Agora, se aparecer inchaço no focinho, vômito, dificuldade pra respirar ou o gato ficar muito prostrado, é emergência. Vai pro veterinário sem esperar passar.


Como não perder os reforços

Carteirinha de vacinação: guarda num lugar fixo e leva em toda consulta. Não é burocracia, é histórico clínico do seu animal.

Data do próximo reforço: coloca no celular na hora que sair do veterinário. É literalmente 30 segundos.

Consulta anual de rotina: é o momento de vacinar, vermifugar e checar se tá tudo bem de uma vez. Quem tem plano de saúde pet cobre essas consultas preventivas, o que ajuda a não adiar por questão financeira.


Prevenção não precisa de argumento

Vacinar o gato é o tipo de cuidado que não aparece no dia a dia, mas aparece na ausência de doença. É o veterinário que não vê aquele gato internado com panleucopenia. É o tutor que não passa por uma semana desesperadora tentando salvar um filhote de algo que uma dose de vacina teria impedido.

Se o calendário do seu gato tá desatualizado ou você nunca vacinou, o próximo passo é simples: marca uma consulta e conversa com o veterinário. Ele avalia o histórico e te diz exatamente o que aplicar agora.

Perguntas frequentes

Gato que não sai de casa precisa ser vacinado?
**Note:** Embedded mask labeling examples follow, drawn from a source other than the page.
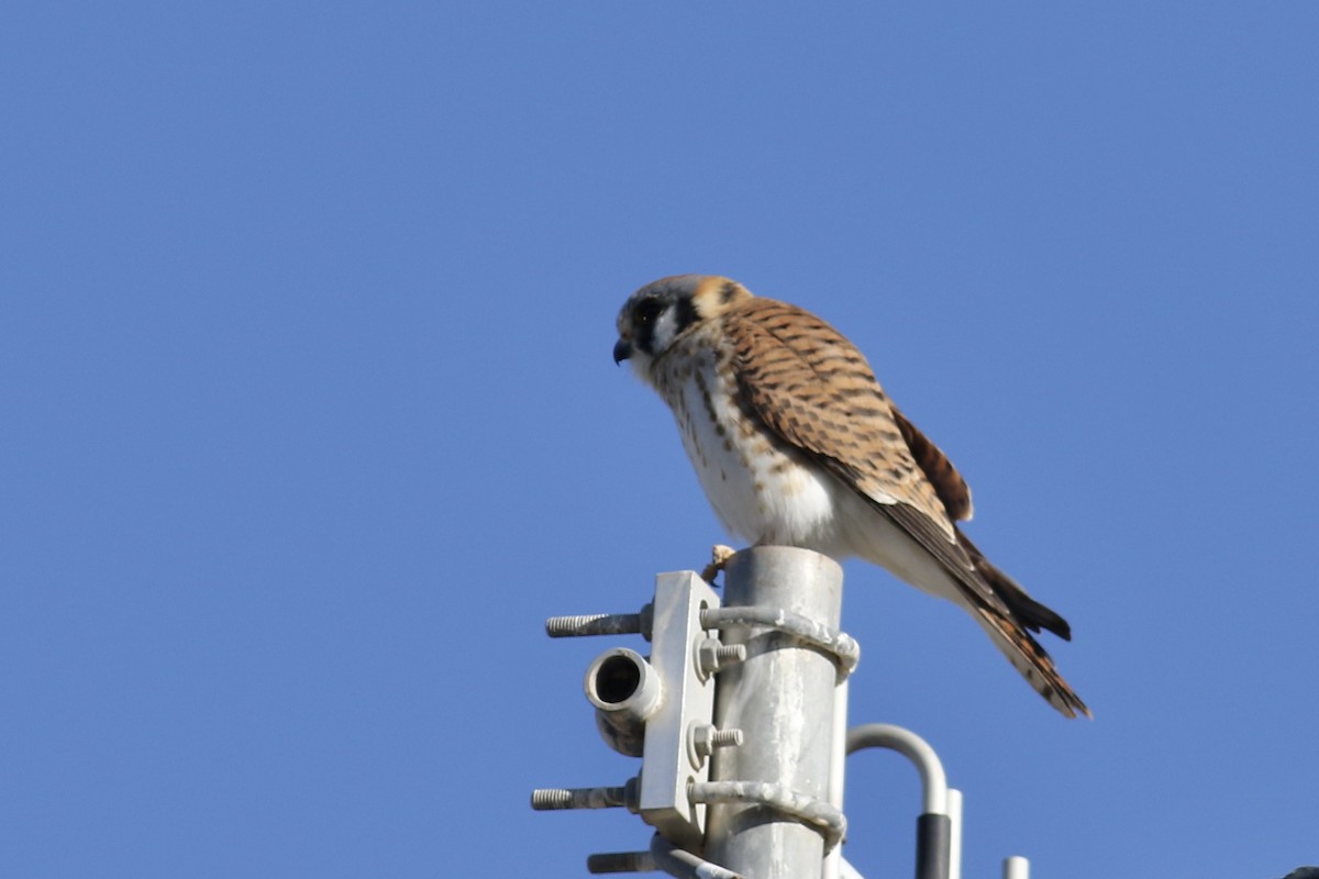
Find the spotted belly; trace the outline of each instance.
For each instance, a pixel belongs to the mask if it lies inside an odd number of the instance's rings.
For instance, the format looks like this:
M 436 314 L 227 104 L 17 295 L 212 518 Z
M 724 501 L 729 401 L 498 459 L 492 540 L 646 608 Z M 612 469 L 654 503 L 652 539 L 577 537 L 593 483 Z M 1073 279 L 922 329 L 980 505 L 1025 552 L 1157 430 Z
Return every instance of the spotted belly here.
M 714 368 L 694 370 L 675 390 L 683 448 L 725 528 L 752 543 L 838 550 L 834 477 L 743 412 Z

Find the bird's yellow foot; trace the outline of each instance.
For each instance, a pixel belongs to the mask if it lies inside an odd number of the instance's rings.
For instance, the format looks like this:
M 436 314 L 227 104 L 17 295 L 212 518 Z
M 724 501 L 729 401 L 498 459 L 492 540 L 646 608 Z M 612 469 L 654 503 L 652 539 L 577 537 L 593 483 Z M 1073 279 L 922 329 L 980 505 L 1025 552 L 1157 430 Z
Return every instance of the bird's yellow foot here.
M 706 569 L 700 572 L 700 579 L 706 582 L 714 582 L 715 577 L 719 576 L 719 572 L 724 569 L 724 565 L 728 564 L 728 560 L 736 553 L 737 551 L 732 547 L 716 543 L 710 550 L 710 564 L 707 564 Z

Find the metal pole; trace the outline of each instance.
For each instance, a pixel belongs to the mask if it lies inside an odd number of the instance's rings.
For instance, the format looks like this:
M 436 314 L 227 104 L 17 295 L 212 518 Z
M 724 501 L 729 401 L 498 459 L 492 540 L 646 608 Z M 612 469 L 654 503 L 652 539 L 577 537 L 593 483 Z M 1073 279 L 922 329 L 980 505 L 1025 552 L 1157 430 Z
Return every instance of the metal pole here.
M 1002 879 L 1030 879 L 1030 862 L 1018 854 L 1004 858 Z
M 724 568 L 724 608 L 778 608 L 838 629 L 843 569 L 828 556 L 793 547 L 752 547 Z M 780 785 L 830 803 L 835 742 L 832 656 L 769 627 L 736 625 L 725 644 L 745 644 L 747 660 L 720 672 L 715 725 L 740 729 L 744 742 L 715 752 L 712 781 Z M 823 868 L 826 836 L 772 805 L 711 803 L 706 857 L 754 879 L 811 879 Z

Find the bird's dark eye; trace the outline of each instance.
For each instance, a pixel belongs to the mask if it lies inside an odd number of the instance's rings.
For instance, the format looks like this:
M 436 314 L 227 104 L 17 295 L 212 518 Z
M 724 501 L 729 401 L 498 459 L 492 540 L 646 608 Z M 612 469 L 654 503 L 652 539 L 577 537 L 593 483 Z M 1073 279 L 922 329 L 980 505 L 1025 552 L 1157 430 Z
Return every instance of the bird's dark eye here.
M 637 303 L 637 310 L 633 312 L 632 319 L 638 327 L 645 327 L 654 322 L 663 311 L 663 306 L 660 304 L 658 299 L 642 299 Z

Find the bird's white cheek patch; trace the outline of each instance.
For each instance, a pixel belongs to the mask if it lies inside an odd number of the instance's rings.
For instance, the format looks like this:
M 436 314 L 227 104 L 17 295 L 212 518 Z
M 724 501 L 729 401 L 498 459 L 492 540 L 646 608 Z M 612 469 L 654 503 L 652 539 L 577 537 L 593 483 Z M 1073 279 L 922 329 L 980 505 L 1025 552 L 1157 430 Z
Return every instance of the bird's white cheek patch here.
M 815 546 L 831 525 L 828 486 L 752 431 L 712 368 L 683 381 L 671 401 L 687 457 L 719 519 L 747 540 Z M 708 391 L 708 393 L 707 393 Z

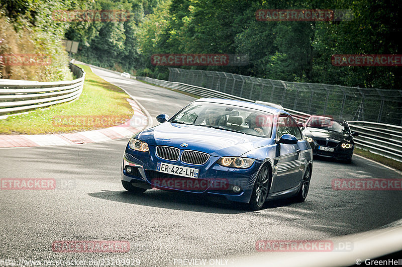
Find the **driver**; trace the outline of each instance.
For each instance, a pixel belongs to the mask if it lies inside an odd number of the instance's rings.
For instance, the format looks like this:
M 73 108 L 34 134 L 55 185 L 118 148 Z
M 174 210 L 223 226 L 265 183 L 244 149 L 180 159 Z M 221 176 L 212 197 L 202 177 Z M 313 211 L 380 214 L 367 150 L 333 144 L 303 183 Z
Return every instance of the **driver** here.
M 205 123 L 206 125 L 218 126 L 223 125 L 225 115 L 222 115 L 219 109 L 212 108 L 206 112 Z
M 248 122 L 248 128 L 252 129 L 258 133 L 259 135 L 266 135 L 266 134 L 264 131 L 264 129 L 261 126 L 259 127 L 257 125 L 257 117 L 258 116 L 257 113 L 254 113 L 253 112 L 249 114 L 247 118 L 247 122 Z

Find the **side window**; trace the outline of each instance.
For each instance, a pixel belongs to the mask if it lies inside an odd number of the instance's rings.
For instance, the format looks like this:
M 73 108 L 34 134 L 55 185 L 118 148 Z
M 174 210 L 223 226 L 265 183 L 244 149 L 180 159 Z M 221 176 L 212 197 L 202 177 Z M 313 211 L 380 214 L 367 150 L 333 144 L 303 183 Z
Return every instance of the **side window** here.
M 289 123 L 288 129 L 290 132 L 290 134 L 294 135 L 297 138 L 297 140 L 301 140 L 301 132 L 300 131 L 300 129 L 298 128 L 297 124 L 291 118 L 289 118 Z
M 286 125 L 289 123 L 288 118 L 281 115 L 278 118 L 278 133 L 276 135 L 276 138 L 279 140 L 282 135 L 290 133 L 287 131 Z

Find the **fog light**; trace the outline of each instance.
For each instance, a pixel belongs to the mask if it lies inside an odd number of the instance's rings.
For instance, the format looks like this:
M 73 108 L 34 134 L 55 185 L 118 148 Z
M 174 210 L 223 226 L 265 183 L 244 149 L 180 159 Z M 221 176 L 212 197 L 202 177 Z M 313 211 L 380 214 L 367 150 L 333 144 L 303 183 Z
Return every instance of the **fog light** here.
M 233 188 L 232 188 L 233 190 L 233 192 L 235 193 L 239 193 L 240 191 L 240 187 L 238 186 L 233 186 Z
M 131 166 L 128 166 L 126 167 L 126 171 L 128 173 L 130 173 L 133 171 L 133 167 Z

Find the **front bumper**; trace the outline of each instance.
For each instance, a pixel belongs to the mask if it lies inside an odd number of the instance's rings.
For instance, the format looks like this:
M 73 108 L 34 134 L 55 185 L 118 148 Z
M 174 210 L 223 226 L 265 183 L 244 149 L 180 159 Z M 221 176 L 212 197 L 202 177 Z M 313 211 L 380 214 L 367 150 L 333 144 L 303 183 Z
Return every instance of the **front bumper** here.
M 218 164 L 216 161 L 219 158 L 211 156 L 205 164 L 193 165 L 184 163 L 180 159 L 172 162 L 160 158 L 155 153 L 155 147 L 149 147 L 148 152 L 141 152 L 126 146 L 121 168 L 122 180 L 147 189 L 156 187 L 163 190 L 219 195 L 229 201 L 250 201 L 261 161 L 256 160 L 247 169 L 236 169 Z M 182 152 L 181 151 L 180 153 Z M 187 178 L 156 171 L 157 164 L 161 162 L 198 169 L 198 177 Z M 125 169 L 127 165 L 133 168 L 130 173 Z M 235 192 L 233 186 L 240 187 L 241 190 Z
M 310 143 L 310 144 L 313 149 L 313 156 L 332 158 L 340 160 L 345 160 L 350 159 L 353 154 L 353 149 L 354 149 L 354 145 L 351 148 L 342 148 L 341 147 L 341 142 L 339 142 L 336 147 L 329 147 L 334 149 L 334 152 L 329 152 L 319 149 L 318 147 L 321 145 L 317 144 L 315 140 L 313 140 L 313 141 Z

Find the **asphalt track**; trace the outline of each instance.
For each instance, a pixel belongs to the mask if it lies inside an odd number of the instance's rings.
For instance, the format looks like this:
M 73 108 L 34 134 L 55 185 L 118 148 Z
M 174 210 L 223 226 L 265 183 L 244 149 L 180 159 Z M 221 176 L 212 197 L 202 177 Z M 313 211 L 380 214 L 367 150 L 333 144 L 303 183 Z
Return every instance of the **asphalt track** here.
M 171 116 L 193 100 L 93 70 L 134 96 L 153 118 L 153 125 L 158 124 L 157 115 Z M 178 259 L 199 258 L 224 263 L 227 260 L 230 264 L 235 257 L 255 252 L 259 240 L 328 240 L 402 218 L 400 191 L 333 190 L 334 178 L 402 178 L 356 156 L 351 164 L 315 159 L 306 202 L 274 201 L 259 211 L 157 189 L 134 195 L 124 190 L 120 179 L 128 140 L 0 149 L 0 178 L 70 182 L 64 189 L 0 190 L 0 260 L 86 260 L 87 265 L 97 259 L 108 266 L 112 265 L 108 259 L 138 259 L 140 266 L 164 266 L 177 265 Z M 53 242 L 63 240 L 127 240 L 130 249 L 122 253 L 53 252 Z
Sim! Mesmo gatos de apartamento podem ser expostos a vírus trazidos em roupas, sapatos ou por visitas. A vacinação é recomendada pela WSAVA para todos os gatos, independentemente do estilo de vida.

Quais vacinas são obrigatórias para gatos no Brasil?

A vacina antirrábica é obrigatória por lei em muitos municípios brasileiros. A tríplice felina (FVRCP) é essencial e amplamente recomendada por veterinários. Consulte seu médico-veterinário para o calendário completo.

Com quantas semanas o filhote de gato pode tomar a primeira vacina?

A partir de 6 a 8 semanas de vida. O esquema inicial inclui doses com 6-8, 10-12 e 14-16 semanas, seguidas de reforço anual. É fundamental seguir o calendário indicado pelo veterinário.

Vacina de gato tem reação? O que é normal?

Reações leves são normais: sonolência, dor no local da aplicação e febre baixa nas primeiras 48h. Reações graves como inchaço no focinho ou dificuldade respiratória são raras, mas exigem atendimento veterinário imediato.

De quanto em quanto tempo o gato adulto precisa tomar vacina?

Em geral, os reforços são anuais. A tríplice felina pode ser aplicada a cada 3 anos em adultos com histórico vacinal completo. A antirrábica segue calendário anual em muitos municípios. Confirme com seu veterinário.

A vacina contra leucemia felina é obrigatória?

Não é obrigatória, mas é recomendada para gatos com acesso à rua ou que convivem com outros felinos. A leucemia felina é contagiosa e grave. Converse com seu veterinário para avaliar o risco do seu gato.